MojokertoNetwork.Com - Budi Gunadi selaku Menteri Kesehatan menyampaikan akan melakukan pengecekan 1.000 peserta BPJS yang membayar iuran tertinggi kelas satu. Hal ini Ia lakukan karena curiga banyak konglomerat yang menggunakan BPJS kesehatan untuk berobat.

Budi juga menyebut, seharusnya fasilitas BPJS Kesehatan hanya diperuntukkan masyarakat kurang mampu. Bila masih banyak orang kaya yang menggunakan BPJS Kesehatan, jadinya kurang tepat sasaran.

"Saya sendiri mau ngomong sama pak Ghufron untuk cek 1.000 orang yang expense-nya di BPJS. Saya mau tarik datanya itu cek PLNnya bayarnya berapa kvA-nya, kalau kvA di atas 6.500 yang pasti orang yang salah. Saya sering sekali banyak orang orang dibayarin besar banyaknya mohon maaf konglomerat juga," tuturnya dalam rapat dengan Komisi IX DPR RI, Selasa (22/11/2022).

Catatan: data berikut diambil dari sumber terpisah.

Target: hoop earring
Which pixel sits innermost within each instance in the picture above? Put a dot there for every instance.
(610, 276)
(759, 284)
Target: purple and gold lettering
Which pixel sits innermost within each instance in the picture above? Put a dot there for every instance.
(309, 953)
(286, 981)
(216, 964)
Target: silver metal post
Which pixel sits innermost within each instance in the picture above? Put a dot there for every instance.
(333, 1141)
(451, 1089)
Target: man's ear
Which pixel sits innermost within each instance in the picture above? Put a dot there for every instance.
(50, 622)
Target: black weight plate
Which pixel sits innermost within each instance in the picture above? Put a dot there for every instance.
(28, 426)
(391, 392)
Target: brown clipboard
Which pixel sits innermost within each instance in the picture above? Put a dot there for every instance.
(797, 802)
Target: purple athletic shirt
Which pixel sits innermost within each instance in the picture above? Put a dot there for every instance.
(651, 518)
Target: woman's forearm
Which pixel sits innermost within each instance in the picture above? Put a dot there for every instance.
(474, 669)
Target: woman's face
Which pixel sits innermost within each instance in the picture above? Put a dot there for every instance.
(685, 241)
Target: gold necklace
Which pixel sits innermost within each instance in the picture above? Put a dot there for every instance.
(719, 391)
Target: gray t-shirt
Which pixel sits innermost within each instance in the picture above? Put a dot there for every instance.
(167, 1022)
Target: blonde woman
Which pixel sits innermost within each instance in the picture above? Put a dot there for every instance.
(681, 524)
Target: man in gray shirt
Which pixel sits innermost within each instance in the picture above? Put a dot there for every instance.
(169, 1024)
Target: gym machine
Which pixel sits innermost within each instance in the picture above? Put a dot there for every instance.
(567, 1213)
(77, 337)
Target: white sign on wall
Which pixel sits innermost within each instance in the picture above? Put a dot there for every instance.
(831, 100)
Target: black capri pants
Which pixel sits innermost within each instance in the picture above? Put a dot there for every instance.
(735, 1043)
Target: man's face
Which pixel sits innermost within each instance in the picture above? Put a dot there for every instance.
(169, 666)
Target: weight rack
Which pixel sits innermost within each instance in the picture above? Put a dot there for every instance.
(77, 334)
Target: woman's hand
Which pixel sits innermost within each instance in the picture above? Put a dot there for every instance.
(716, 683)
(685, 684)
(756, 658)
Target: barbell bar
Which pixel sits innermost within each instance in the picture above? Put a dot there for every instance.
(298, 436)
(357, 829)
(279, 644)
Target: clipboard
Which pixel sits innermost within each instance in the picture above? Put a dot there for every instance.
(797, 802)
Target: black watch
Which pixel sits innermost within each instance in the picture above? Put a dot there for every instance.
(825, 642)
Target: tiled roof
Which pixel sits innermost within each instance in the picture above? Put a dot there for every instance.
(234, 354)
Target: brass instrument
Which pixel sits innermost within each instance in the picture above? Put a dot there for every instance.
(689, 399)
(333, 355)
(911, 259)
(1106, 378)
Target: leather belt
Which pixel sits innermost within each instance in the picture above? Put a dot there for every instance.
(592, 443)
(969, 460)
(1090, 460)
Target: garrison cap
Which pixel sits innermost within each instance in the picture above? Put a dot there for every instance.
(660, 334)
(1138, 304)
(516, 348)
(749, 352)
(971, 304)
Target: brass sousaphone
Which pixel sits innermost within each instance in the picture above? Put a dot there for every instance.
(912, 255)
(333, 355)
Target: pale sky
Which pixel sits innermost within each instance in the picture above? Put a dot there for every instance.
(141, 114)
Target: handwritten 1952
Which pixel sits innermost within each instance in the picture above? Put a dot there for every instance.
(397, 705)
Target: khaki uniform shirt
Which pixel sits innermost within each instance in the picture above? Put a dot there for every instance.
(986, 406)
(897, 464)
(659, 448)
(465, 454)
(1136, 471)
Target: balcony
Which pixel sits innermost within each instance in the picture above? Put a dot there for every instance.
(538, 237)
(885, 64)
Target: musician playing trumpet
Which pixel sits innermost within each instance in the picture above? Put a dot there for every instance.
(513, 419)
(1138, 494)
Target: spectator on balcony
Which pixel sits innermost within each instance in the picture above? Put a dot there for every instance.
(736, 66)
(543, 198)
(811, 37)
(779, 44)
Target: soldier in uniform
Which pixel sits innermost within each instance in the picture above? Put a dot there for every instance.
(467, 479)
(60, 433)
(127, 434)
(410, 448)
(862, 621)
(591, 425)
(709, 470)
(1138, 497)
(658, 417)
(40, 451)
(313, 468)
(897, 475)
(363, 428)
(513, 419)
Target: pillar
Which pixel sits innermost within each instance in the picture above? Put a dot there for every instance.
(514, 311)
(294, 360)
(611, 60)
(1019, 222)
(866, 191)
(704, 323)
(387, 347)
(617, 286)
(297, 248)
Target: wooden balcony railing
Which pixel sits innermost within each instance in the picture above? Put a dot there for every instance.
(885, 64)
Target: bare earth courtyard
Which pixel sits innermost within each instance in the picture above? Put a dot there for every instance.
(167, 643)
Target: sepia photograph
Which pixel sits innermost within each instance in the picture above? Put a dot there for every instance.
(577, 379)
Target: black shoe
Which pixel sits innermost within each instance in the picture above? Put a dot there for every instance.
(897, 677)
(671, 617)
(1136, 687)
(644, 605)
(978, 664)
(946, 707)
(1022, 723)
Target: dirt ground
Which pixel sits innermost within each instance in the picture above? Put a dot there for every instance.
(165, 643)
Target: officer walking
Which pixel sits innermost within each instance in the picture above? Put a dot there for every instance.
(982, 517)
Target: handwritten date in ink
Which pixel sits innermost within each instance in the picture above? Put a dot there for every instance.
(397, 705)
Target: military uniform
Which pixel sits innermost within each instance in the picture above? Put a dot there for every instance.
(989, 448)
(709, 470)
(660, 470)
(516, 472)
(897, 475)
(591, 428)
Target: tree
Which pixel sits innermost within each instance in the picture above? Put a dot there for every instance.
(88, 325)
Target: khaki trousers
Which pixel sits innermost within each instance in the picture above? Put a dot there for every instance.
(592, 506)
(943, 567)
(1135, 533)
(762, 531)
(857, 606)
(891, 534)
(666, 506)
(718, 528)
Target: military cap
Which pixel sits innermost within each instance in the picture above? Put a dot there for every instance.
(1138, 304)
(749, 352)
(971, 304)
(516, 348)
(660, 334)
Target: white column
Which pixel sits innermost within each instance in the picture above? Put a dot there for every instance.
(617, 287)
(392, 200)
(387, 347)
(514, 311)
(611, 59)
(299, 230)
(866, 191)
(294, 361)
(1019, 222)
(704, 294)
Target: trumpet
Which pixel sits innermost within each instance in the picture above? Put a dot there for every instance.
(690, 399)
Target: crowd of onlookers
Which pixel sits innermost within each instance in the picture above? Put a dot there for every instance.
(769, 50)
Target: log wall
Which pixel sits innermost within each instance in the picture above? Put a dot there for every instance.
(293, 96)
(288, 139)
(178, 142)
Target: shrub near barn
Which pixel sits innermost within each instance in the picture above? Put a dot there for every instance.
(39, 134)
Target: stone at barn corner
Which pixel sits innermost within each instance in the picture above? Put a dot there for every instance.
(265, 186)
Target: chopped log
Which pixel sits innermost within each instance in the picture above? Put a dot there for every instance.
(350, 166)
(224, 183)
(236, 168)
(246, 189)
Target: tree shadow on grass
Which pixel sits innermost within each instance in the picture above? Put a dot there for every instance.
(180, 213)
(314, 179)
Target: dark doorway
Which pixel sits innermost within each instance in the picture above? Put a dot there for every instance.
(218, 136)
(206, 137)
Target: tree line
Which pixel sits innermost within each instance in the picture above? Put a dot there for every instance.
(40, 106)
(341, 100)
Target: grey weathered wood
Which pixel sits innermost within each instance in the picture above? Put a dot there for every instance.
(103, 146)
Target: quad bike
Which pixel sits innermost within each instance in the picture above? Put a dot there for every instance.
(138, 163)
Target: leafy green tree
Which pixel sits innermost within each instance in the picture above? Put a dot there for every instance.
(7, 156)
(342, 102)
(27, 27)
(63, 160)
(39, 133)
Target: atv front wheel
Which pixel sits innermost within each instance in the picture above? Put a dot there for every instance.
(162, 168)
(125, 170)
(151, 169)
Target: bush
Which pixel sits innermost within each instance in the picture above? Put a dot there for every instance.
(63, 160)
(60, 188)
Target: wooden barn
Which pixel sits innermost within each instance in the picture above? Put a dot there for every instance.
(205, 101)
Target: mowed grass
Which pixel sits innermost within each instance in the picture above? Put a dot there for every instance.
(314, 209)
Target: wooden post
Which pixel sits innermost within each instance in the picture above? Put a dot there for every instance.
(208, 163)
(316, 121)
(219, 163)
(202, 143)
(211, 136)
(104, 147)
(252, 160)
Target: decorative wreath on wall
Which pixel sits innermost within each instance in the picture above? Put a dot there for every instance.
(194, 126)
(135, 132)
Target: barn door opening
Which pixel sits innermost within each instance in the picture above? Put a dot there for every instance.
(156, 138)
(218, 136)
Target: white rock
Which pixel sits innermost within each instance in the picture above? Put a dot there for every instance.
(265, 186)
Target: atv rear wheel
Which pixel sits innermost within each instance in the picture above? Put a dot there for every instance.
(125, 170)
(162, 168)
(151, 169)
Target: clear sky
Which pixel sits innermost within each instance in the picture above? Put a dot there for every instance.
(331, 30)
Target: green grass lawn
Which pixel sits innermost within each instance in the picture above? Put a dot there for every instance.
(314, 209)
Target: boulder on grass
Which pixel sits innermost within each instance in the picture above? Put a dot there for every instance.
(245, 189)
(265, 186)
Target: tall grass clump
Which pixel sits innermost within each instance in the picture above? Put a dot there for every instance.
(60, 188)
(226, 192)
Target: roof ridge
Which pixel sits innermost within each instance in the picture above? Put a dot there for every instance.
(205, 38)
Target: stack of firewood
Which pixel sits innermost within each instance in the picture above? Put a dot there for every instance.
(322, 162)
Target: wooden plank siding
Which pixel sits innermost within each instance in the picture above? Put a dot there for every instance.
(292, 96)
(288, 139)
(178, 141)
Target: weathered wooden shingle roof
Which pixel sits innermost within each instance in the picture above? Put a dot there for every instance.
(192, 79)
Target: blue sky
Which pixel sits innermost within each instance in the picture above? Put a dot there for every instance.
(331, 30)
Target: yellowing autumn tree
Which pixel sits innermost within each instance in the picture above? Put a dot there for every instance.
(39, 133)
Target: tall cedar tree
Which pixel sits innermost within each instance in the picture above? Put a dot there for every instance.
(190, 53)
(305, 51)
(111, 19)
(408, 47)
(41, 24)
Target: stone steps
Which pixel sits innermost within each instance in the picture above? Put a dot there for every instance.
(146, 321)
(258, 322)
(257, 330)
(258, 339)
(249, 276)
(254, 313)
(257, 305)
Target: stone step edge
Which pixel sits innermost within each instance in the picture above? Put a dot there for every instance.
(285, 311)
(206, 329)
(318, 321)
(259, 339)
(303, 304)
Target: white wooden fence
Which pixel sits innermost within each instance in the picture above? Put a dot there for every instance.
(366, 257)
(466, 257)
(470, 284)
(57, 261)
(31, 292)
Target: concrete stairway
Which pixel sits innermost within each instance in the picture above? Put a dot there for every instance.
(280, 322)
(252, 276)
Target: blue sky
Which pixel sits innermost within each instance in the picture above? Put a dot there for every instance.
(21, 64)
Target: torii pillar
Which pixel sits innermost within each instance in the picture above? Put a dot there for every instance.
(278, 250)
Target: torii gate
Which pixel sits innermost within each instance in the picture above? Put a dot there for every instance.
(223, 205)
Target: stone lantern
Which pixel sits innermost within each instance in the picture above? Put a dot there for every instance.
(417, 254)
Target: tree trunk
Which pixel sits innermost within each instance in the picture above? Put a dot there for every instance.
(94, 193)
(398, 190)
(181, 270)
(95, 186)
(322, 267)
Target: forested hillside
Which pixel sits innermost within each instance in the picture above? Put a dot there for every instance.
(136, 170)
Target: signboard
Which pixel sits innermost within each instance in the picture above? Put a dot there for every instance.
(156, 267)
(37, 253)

Baca Juga: Ridwan Kamil Kerahkan Evakuasi Besar-Besaran di Tragedi Gempa Cianjur M 5,6

Budi juga mengatakan akan melakukan cek data kepada 1.000 orang peserta BPJS Kesehatan kelas atas melalui NIK, pembayaran listrik, atau limit kartu kredit. Apabila terbukti ada catatan limit kartu kredit Rp 100 juta, maka menurut Budi itu bukan orang yang tepat untuk dibiayai dari BPJS Kesehatan.

"Kalau agak sempat saya ingin minta dewan pengawas BPJS periksa siapa saja top 1.000. Kita lihat siapa yang spending-nya paling banyak, lewat NIK gampang dan listrik atau limit kartu kredit, itu bisa dilihat. Kalau dia nggak punya kartu kredit aman, kalau limit kartu kreditnya Rp 100 juta, orang itu berarti bukan orang yang tepat kita bayarin," jelasnya.

"Kerja sama dengan asuransi swasta mengkombinasikan pembayaran BPJS Kesehatan. Jadi tidak semua ditanggung BPJS khususnya untuk masyarakat berpenghasilan tinggi atau masyarakat mampu, sehingga BPJS bisa kita prioritaskan ke masyarakat tidak mampu," kata Budi.

Baca Juga: Tambahan Waktu di Piala Dunia 2022 Lebih Lama, Pierluigi Collina Beberkan Alasannya

Idealnya program BPJS Kesehatan tidak terdapat kelas-kelas seperti sekarang. Lebih baik hanya satu kelas atau standar. 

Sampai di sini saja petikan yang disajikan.